Although man considers himself to be the crown of nature and the supreme being, there are many traits that connect us with animals. This is especially obvious when it comes to primates. Thanks to the work of a primatologist and anthropologist Jane Goodall, humanity took a new look at chimpanzees, we discovered common evolutionary roots. The scientist was able to identify complex social ties in the monkey communities, the use of tools. Goodall talked about the wide range of emotions that primates are experiencing. She devoted 45 years of her life to studying the social life of chimpanzees in the National Park in Tanzania.Goodall became the first researcher who gave her subjects names, not numbers. She showed that the line between man and animals is very subtle, one must learn to be kinder.
Hypatia of Alexandria (370-415).
Ancient women scientists were very rare, because in those days, science was considered to be exclusively a masculine affair.
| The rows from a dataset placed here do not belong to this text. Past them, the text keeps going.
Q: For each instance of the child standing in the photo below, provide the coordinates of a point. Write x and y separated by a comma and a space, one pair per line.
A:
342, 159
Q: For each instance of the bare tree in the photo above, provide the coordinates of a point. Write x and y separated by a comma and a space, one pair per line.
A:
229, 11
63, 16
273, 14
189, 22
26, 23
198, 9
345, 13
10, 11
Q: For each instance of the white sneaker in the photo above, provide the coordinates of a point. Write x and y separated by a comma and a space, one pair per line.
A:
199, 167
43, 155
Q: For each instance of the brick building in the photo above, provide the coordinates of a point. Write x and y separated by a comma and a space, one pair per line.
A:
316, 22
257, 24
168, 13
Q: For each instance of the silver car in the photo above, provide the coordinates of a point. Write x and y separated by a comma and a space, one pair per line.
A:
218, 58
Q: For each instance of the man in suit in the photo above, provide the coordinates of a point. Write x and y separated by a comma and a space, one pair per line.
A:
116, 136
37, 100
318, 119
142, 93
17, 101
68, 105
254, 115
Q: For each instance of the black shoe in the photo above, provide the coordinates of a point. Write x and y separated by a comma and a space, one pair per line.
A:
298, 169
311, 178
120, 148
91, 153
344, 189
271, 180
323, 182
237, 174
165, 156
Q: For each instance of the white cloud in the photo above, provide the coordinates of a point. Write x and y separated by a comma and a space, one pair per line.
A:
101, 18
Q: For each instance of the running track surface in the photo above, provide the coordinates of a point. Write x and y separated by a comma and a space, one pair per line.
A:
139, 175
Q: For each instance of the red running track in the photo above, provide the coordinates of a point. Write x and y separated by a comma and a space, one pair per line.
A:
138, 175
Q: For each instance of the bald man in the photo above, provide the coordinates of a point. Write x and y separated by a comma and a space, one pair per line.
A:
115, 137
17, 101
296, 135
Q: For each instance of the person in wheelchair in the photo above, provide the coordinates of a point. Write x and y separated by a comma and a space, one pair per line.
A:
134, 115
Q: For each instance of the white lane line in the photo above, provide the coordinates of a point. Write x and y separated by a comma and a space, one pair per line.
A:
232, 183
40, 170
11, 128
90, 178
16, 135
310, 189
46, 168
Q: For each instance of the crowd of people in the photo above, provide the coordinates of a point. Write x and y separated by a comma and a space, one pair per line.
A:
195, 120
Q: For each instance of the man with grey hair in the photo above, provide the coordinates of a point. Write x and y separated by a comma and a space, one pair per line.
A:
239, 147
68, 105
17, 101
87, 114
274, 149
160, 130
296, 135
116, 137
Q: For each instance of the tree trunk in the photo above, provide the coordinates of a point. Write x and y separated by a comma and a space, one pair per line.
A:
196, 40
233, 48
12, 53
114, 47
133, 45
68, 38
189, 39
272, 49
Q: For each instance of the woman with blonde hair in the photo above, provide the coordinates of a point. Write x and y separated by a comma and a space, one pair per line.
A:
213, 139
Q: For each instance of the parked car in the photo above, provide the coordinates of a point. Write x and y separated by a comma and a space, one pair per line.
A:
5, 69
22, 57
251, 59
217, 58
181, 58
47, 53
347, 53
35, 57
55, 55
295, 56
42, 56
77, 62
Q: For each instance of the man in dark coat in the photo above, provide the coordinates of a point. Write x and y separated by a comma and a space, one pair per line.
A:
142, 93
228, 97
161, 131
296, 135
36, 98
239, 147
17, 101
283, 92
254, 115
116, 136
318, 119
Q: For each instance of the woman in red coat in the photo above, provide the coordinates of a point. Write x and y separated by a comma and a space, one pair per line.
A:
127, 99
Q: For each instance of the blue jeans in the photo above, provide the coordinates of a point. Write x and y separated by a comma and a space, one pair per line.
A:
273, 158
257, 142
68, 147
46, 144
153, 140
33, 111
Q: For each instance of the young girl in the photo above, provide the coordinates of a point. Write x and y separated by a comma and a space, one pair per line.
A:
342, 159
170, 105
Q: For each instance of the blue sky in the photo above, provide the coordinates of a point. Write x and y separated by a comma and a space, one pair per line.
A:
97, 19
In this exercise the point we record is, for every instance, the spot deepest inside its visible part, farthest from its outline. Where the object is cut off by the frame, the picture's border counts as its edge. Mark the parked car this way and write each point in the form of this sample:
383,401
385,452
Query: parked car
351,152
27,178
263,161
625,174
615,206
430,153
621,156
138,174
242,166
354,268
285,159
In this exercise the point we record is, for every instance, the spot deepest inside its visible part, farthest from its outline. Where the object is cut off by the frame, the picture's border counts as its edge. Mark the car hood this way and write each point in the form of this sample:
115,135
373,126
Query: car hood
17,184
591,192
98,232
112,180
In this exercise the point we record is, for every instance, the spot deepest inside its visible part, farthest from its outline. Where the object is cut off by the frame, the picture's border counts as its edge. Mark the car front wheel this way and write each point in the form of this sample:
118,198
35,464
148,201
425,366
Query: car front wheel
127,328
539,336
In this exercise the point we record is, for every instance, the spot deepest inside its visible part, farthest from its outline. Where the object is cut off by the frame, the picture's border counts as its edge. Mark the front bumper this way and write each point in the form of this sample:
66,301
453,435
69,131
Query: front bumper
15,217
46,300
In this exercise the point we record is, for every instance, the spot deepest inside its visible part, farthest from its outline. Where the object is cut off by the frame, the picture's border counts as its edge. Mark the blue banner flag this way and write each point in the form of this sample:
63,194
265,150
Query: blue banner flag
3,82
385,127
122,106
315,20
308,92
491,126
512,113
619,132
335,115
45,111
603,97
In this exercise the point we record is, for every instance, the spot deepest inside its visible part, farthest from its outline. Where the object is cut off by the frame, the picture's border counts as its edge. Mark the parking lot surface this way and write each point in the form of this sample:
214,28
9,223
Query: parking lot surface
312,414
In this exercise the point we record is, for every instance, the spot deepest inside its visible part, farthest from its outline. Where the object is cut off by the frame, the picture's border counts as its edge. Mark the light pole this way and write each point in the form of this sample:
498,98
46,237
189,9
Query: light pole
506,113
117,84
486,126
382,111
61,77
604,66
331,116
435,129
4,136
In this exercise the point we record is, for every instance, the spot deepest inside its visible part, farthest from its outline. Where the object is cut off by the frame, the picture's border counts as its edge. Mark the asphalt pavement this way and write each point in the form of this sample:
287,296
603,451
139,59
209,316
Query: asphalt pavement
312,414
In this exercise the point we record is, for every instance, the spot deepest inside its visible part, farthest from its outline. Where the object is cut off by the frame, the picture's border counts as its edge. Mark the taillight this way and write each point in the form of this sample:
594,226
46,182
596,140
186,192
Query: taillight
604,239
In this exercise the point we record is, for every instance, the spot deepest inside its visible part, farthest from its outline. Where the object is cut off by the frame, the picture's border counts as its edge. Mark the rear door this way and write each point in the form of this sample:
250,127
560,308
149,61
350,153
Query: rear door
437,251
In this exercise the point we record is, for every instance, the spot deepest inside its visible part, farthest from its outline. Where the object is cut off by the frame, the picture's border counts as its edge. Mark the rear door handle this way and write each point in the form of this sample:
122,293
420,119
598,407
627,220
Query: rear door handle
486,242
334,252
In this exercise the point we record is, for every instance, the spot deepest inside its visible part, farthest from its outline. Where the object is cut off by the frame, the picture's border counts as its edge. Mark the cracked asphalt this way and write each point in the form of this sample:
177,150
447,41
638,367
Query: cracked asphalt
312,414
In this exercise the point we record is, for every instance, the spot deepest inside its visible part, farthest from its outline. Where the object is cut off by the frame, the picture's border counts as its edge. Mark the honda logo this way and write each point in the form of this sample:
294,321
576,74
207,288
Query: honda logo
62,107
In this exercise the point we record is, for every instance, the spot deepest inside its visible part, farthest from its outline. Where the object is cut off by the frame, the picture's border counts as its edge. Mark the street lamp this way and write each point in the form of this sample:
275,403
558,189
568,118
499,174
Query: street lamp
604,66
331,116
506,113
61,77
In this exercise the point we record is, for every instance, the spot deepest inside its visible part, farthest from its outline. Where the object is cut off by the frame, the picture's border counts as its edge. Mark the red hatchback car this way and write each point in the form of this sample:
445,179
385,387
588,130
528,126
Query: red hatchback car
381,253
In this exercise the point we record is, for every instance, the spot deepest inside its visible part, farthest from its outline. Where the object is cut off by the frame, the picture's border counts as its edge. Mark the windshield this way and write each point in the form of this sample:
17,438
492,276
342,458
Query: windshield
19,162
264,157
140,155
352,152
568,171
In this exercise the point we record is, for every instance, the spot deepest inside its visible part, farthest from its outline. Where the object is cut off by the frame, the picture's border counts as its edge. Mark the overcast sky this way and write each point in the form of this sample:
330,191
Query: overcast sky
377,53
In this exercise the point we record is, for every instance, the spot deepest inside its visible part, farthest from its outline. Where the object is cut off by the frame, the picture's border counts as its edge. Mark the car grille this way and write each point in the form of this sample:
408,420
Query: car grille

Hypatia received her education from her father, mathematician and philosopher Theon of Alexandria. Thanks to him, as well as his flexible mind, Hypatia became one of the most prominent scientists of her time. The woman was engaged in mathematics, astronomy, mechanics and philosophy. Around 400, she was even invited to lecture at the Alexandria School. A brave and intelligent woman even participated in city politics. As a result, disagreements with religious authorities led to the fact that fanatics-Christians killed Hypatia. Today she is considered the patroness of science, which protects her from the onslaught of religion.
Maria Mitchell (1818-1889).
Among the known astronomers, the name of this woman can hardly be found. But she became the first American to work professionally in this field. Using a telescope, Mary in 1847 discovered a comet, officially named in her honor. For this discovery she was awarded a gold medal, and as a result, Mitchell was awarded the second honor after Caroline Herschel, the first woman astronomer in history. In 1848, Mitchell became the first female member of the American Academy of Arts and Sciences. The scientist in her works was engaged in the compilation of tables of positions of Venus, she traveled throughout Europe. Thanks to Mitchell, the nature of sunspots was explained. In 1865, Mary became a professor of astronomy. Nevertheless, despite her fame in the scientific world, she always remained in the shadow of her male colleagues. This led to the fact that the woman fought for her rights, as well as for the abolition of slavery.